When you're trying to get together all the last minute details, it is also important not to forget about safety.

The Consumer Product Safety Commission (CPSC) reports that in 2011 more than 3,500 Halloween-related injuries were reported. Those injuries included falls from ill-fitting costumes, impaired vision, and burns from halloween costumes.

In a controlled setting and under the supervision of the Bristol, VA Fire Department, News Channel 11 took four different Halloween costumes to see just how fire safe they are: Superman with a cape, a Snow White princess dress, Elmo, and a pirate costume with a hat.

The first one on the list was Sesame Street's most well known character. The Elmo costume was made of 100% polyester and under three minutes the shirt was almost completely disintegrated.

"This is something that can be frightening, it can be devastating, and it can be fatal," says Bristol, VA Fire Chief J.C. Bolling. "We're in a world of man made fibers now polyester nylon anything synthetic when those materials burn it's like liquid petroleum".

Next, was a toddler's pirate costume. This costume was made with a majority of polyester but this time it was the hat that fell quick to the flame. In just one minute the hat was already halfway burned because of it's foam filling. Fillings like foam is a common material found in many halloween accessories like hats, masks, and wigs that can increase the potential to catch on fire. In addition, accessories are usually worn near the respiratory system that can have an even bigger impact compared to burns on the surface of a child's skin. "Anything that gets near your face or near your eyes you have potential of breathing in gases or inhaling with the flame being present and that can scorch your airway".

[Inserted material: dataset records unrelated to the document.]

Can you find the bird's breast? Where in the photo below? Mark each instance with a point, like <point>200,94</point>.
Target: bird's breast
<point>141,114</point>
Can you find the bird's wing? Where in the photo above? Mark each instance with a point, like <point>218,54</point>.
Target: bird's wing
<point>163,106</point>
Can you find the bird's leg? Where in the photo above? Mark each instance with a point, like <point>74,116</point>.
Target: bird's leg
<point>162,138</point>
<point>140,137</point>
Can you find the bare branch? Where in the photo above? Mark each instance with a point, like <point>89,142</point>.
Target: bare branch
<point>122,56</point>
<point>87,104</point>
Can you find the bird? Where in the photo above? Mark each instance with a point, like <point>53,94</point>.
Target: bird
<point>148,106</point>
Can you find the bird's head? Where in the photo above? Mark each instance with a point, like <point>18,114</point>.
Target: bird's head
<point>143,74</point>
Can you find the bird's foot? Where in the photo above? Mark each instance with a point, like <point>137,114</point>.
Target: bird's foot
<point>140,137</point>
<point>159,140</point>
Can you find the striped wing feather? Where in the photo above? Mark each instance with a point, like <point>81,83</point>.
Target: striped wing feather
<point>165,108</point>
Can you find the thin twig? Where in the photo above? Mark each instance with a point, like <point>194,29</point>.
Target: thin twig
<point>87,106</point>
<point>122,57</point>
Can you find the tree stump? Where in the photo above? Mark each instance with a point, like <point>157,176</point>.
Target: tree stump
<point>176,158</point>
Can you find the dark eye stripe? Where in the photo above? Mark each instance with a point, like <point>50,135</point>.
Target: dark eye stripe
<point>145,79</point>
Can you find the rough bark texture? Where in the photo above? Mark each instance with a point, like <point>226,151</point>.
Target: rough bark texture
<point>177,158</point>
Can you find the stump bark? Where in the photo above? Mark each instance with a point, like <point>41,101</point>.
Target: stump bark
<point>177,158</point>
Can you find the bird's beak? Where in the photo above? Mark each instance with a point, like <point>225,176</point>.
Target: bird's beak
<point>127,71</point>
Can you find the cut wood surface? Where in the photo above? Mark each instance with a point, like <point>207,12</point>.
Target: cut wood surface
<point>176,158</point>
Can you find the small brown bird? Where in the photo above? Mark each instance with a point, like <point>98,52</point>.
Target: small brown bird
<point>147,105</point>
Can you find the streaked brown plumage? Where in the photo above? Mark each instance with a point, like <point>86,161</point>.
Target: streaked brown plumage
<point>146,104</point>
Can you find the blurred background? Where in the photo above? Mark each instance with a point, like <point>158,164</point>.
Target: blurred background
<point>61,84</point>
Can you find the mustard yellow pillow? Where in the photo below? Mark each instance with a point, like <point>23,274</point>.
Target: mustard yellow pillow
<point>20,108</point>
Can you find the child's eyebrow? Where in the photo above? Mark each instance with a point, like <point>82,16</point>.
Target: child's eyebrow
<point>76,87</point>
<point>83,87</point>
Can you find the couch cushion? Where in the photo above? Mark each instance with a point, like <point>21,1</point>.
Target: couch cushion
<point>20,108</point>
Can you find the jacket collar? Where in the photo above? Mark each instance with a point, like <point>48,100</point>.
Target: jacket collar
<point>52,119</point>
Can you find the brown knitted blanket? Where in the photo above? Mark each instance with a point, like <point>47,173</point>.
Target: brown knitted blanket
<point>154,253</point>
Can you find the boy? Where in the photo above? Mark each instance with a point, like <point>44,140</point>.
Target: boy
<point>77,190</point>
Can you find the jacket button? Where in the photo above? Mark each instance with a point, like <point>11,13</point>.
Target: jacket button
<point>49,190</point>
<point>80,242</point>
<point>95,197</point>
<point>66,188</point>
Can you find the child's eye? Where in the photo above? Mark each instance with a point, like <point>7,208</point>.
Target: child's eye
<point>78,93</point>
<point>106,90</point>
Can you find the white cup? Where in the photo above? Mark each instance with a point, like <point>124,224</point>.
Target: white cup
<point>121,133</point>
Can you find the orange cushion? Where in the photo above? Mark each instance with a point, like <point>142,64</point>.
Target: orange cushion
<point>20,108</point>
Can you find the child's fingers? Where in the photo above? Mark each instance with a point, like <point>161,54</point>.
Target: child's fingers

Number three on the list was a shiny gold Snow White costume that ended up being the fastest burning one out of all four. In less than one minute the princess dress was already falling off the wire. Chief Bolling says it's the combination of polyester and nylon that causes the flames to quickly engulf the costume.

Some tips Bolling suggests for parents this Halloween who may not be able to find a fire-safe costume last minute is to always be aware of your kids and their surroundings, trim any excess material like capes, and have kids wear a cotton t-shirt and jeans under their costume.

For homeowners, Bolling suggests instead of lighting your jack-o-lanterns with an open flame use an LED candle.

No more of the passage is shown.